I spent most of the day in New York City trying to do a number of things that I should have done long ago. I seem to find myself in such a position everytime I plan a trip of more than 24 hours. I suddenly feel that all the unfinished business must be taken care of before I leave and I madly try to fit it in.
I got back to the country in plenty of time to get ready and go down at eight-thirty to speak on the United Nations for the Parent-Teachers Association in our nearby grade school. I did have my doubts about making the meeting on time, for I sat nearly an hour in Grand Central Station because the train I had expected to take had been taken off the schedule.
Many of the parents in this school are young and I enjoyed so much having this opportunity to meet them and talk about the U.N.
By noon Thursday I shall be in Toledo, Ohio, and from then on you will hear from me along the road.
* * *
The idea of a peace statue to be presented to the people of Russia, which I mentioned in this column several days ago, evidently has great attraction for a number of people. I have received a number of letters, which I have forwarded to the gentleman whose idea this is, I think, though, that it is still an idea with him and not much of an organized effort.

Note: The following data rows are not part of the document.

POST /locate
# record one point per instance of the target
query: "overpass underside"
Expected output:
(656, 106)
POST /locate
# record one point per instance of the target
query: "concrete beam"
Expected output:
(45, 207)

I feel every impulse to draw people closer together is worth thinking about, and I'm always glad to listen to new ideas. It is quite evident that there are other people who have the same desire to do whatever they can to bridge the gap between us and the Soviet Union.
One letter, which came to me said: "It does seem reasonable to assume that two countries with entirely different histories, customs, languages, climates, industries and types of people would have different ideas of government. At the same time it is hard for me to believe that the country which lost most in men and property in the last war is planning another one anytime soon."
No matter how devoutly many of us hope that this reasonable attitude would be a reality, such friendly gestures will have value.
There is another friendly gesture which I think is having good results. The Unitarian Service Committee had an education and child care institute in Germany during the past year. It was a pioneering effort and was difficult to finance, but having found a German group to work with they have carried it through successfully. I think the reason for its success lies in the following words from their report:
"The general purpose of the institute was to share in all humility the best we have to offer of our own American heritage."
With that attitude they could meet any challenge.